Later, on January 31, Kirby said that the United States has no alternative to military support for the Kyiv regime without congressional approval of a spending bill that includes the Biden administration's request for financial assistance for Ukraine. He added that the White House needs exactly the requested amount ($60.1 billion), since it was formed specifically for the needs of Kyiv.

Increased pressure

Commenting on the situation, Pavel Feldman, associate professor at the Academy of Labor and Social Relations, noted that until the new presidential elections in the United States in November 2024, the issue of approving aid to Ukraine, Israel and allocating funds to combat the migration crisis may not be resolved.

  • Meeting of the US Congress

  • AP

  • © J. Scott Applewhite

“US domestic policy is now a tangle of contradictions that will not be untangled until the presidential elections. US foreign allies have unwittingly become bargaining chips in the game between Biden and Trump. Republicans understand that the White House needs their votes to approve military and financial assistance to Ukraine. However, in return, they demand consent to allocate funds to fight migrants, knowing full well that such a decision is completely contrary to the ideology and values ​​of the US Democratic Party,” the political scientist explained in a conversation with RT.

Republicans in Congress have caught the Biden administration in a trap, believes Pavel Feldman.

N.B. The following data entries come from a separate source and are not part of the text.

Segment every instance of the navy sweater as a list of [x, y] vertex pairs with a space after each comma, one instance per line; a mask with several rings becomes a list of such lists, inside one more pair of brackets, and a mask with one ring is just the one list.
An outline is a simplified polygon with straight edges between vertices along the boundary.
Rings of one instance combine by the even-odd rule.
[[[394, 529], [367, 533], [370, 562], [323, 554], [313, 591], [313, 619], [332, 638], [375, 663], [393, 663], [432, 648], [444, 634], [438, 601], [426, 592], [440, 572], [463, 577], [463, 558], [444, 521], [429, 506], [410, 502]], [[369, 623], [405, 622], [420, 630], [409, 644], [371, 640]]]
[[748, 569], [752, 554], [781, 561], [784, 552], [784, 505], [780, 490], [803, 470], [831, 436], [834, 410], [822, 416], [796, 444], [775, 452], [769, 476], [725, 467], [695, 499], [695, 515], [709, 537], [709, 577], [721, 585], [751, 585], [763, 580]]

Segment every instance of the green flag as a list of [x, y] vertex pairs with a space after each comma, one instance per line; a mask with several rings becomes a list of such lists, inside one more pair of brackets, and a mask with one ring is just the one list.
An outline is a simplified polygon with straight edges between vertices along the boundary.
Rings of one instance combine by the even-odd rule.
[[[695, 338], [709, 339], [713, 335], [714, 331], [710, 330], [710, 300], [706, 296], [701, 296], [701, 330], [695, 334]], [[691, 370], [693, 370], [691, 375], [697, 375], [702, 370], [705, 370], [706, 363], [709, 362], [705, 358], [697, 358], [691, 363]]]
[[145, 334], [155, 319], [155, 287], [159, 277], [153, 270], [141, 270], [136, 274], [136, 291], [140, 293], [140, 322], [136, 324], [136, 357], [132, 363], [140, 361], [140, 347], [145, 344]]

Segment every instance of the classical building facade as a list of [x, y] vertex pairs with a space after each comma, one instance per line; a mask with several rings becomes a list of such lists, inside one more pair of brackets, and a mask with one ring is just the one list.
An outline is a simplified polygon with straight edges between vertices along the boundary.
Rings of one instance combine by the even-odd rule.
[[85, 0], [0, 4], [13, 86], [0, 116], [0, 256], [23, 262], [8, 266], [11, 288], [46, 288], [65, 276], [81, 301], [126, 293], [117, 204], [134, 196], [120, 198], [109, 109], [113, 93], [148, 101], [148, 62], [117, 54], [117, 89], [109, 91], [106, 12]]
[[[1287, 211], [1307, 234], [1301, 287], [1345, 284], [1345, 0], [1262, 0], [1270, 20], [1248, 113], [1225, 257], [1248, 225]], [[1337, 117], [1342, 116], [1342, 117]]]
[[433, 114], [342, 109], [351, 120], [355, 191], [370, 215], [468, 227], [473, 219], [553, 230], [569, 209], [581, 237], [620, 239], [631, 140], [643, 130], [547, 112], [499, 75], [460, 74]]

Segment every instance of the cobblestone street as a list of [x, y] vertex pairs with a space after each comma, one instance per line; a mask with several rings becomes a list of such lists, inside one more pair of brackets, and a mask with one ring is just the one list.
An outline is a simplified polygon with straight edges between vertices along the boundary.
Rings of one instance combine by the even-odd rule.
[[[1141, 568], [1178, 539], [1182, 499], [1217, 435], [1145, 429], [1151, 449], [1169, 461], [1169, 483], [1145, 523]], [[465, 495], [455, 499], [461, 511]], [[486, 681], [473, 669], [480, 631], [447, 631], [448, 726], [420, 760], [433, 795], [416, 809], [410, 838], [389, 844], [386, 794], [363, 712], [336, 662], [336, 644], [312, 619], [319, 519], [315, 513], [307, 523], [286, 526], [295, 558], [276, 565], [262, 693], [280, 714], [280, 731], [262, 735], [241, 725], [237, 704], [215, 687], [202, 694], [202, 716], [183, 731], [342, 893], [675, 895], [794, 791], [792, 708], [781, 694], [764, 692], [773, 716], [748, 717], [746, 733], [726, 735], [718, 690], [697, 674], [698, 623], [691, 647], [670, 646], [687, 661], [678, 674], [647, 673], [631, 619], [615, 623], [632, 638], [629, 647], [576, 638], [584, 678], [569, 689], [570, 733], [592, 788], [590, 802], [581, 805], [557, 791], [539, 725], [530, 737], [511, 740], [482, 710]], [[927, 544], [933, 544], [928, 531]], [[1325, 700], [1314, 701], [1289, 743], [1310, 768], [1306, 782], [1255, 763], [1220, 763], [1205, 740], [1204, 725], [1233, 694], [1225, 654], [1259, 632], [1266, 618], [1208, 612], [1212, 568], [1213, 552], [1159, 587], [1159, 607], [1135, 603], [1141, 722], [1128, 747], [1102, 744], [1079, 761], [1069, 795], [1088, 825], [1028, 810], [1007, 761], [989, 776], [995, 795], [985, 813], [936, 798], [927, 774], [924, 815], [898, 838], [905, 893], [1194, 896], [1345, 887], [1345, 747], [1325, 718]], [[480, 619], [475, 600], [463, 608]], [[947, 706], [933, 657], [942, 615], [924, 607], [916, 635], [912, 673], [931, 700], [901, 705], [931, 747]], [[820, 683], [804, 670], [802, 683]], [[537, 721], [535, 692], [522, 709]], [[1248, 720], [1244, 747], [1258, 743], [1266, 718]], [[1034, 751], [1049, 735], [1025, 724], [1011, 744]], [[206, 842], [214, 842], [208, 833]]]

“In the future, they will only increase pressure, sensing the enemy’s weakness. So the question of providing assistance to Kyiv may hang in the air for several months, and in the meantime, the Ukrainian Armed Forces are already experiencing a critical shortage of ammunition. If Democrats end up agreeing to a budget that includes tough measures against illegal immigrants, they will lose part of their electorate, which is largely Latino. This will be a blow to Biden’s electoral positions on the eve of the presidential elections,” the expert emphasized.

According to Konstantin Blokhin, an employee of the Center for Security Studies of the Russian Academy of Sciences, Washington will not leave the Ukrainian side completely without help, and now there is behind-the-scenes bargaining on this issue between various camps of the American establishment.

“There are no agreements yet: behind-the-scenes negotiations are underway at the level of the House of Representatives and in the Senate. The White House understands the essence of the contradictions and therefore attaches to this bill, in addition to strengthening the border, Israel - this is a sacred ally for the Republicans, which they cannot leave without help. This is such a trick,” explained RT’s interlocutor.

However, congressmen made it clear that they do not accept such tricks, Blokhin added.

“It is still difficult to say for sure how this confrontation will end. But one should not expect that under the Biden administration the United States will simply abandon support for Ukraine. It may be limited and reduced, but it is unlikely to be completely abolished. Most likely, Washington will try to temporarily shift the main costs of supplying Kyiv to its allies in European countries,” the expert concluded.